Nous sommes réunis ce jour pour débattre des conditions de préparation de la rentrée 2012. Lors des CTA du mois de janvier nous vous avons déjà indiqué que les retraits d’emplois dont était victime notre académie dans des proportions inédites, allaient gravement porter atteinte au service public d’éducation dans notre région et allaient conduire inéluctablement à des dégradations conséquentes des conditions d’études des jeunes celles-ci se cumulant aux dégradations des années précédentes. Nous entrons aujourd’hui, au travers de l’examen des mesures de carte scolaire programmées, dans le concret de ces dégradations.
Les collèges et les lycées de l’académie ont en effet reçu des dotations dont le mode de calcul va conduire à des classes plus chargées dans la totalité des établissements. C’est systématiquement sur la base de 30 élèves en collèges et de 35 en lycées que les dotations ont été calculées. Personne ne peut croire que de tels effectifs soient sans incidence sur la réussite scolaire des jeunes : ni les enseignants dont l’expérience de terrain fait chaque jour remonter les difficultés à travailler efficacement dans des classes très chargées, du fait des tensions qui apparaissent immanquablement, du fait de l’impossibilité d’individualiser leur enseignement quand c’est nécessaire, ni les élèves du fait des difficultés à se concentrer et à se mettre durablement en activité, ni les parents qui mesurent aussi la fatigue générée par des journées de cours qui se déroulent dans de telles conditions. Les quelques dispositifs d’aide aux élèves qui subsistaient sont eux mêmes rognés, comme l’ATP ou les itinéraires de découverte en collèges financés sur la base de 36 semaines. Les horaires réglementaires ne pourront pas être assurés partout, les dédoublements, notamment dans les disciplines expérimentales non plus.
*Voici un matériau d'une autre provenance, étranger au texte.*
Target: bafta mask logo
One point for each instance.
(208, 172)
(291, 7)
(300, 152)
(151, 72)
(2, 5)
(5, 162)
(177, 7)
Que dire des bricolages auxquels en sont réduits certains établissements qui diminuent les horaires de cours pour financer une classe supplémentaire et donner un peu d’oxygène ? L’autonomie des établissements à laquelle vous ne cessez de renvoyer, se réduit de fait à la gestion locale de la pénurie.
Dans les lycées, l’application, au niveau des classes de terminales, de la réforme des lycées vous permet là encore de récupérer des moyens : tout est mis à profit, regroupement de filières dans les classes de premières et de terminales pour les enseignements du tronc commun, baisse des horaires disciplinaires. La réforme de la voie technologique, notamment industrielle, apparaît clairement comme un outil pour casser une voie qui avait pourtant permis à de nombreux jeunes d’accéder au bac et à des poursuites d’études. Certes ces formations avaient un coût, car elles reposaient sur des démarches de projet nécessitant des effectifs allégés. Mais nous réaffirmons qu’économiser sur la formation des jeunes est un non sens de courte vue. L’investissement dans la formation et l’accès aux qualifications sont pour nous incontournables pour préparer l’avenir, lutter contre le chômage et construire une société du vivre ensemble.
Si les conditions d’études des élèves vont continuer à se dégrader, les enseignants vont eux aussi subir une dégradation de leurs conditions de travail et d’emploi. Plus d’une vingtaine d’enseignants dans les collèges et les lycées vont être victimes d’une mesure de carte scolaire, déstabilisant tout leur environnement professionnel et personnel. Les réaffectations après mesures de carte scolaire seront difficiles, l’impossibilité de retrouver un poste fixe conforme à ses souhaits fréquente. N’oublions pas non plus les enseignants toujours plus nombreux qui seront contraints à effectuer un complément de service dans un (parfois deux) établissements. Où sont alors les espaces de travail collectif, d’échanges, si nécessaires dans nos professions ? Comment ne pas dénoncer enfin les situations dans lesquelles des postes sont supprimés alors même que des heures supplémentaires en nombre existent et montrent clairement que les besoins existent ?
Au total, c’est bien à un formidable gâchis auquel le service public d’éducation est confronté dans notre région comme dans le reste du territoire. Personne n’ignore ici le contexte politique dans lequel nous siégeons, les questions dont nous débattons ici sont débattues ailleurs. Sans vouloir anticiper sur ce qui sortira des urnes, ni sortir du rôle qui est le nôtre ici, nous dirons simplement que nous appelons de nos vœux une autre politique éducative, se donnant pour objectif de lutter résolument contre les inégalités et l’échec scolaires dont on sait qu’ils sont largement déterminées par le milieu social, et de développer l’accès pour tous les jeunes à des niveaux élevés de qualification. Certes, cette ambition a un coût. Mais ce coût est très largement à la portée de notre pays. Il n’est pas, contrairement à ce que l’on nous objecte, démesuré. Ce qui est démesuré par contre, c’est le coût social, culturel, économique de l’échec et de la sous- qualification. Voilà les idées que nous continuerons à porter quelque soit notre interlocuteur de demain.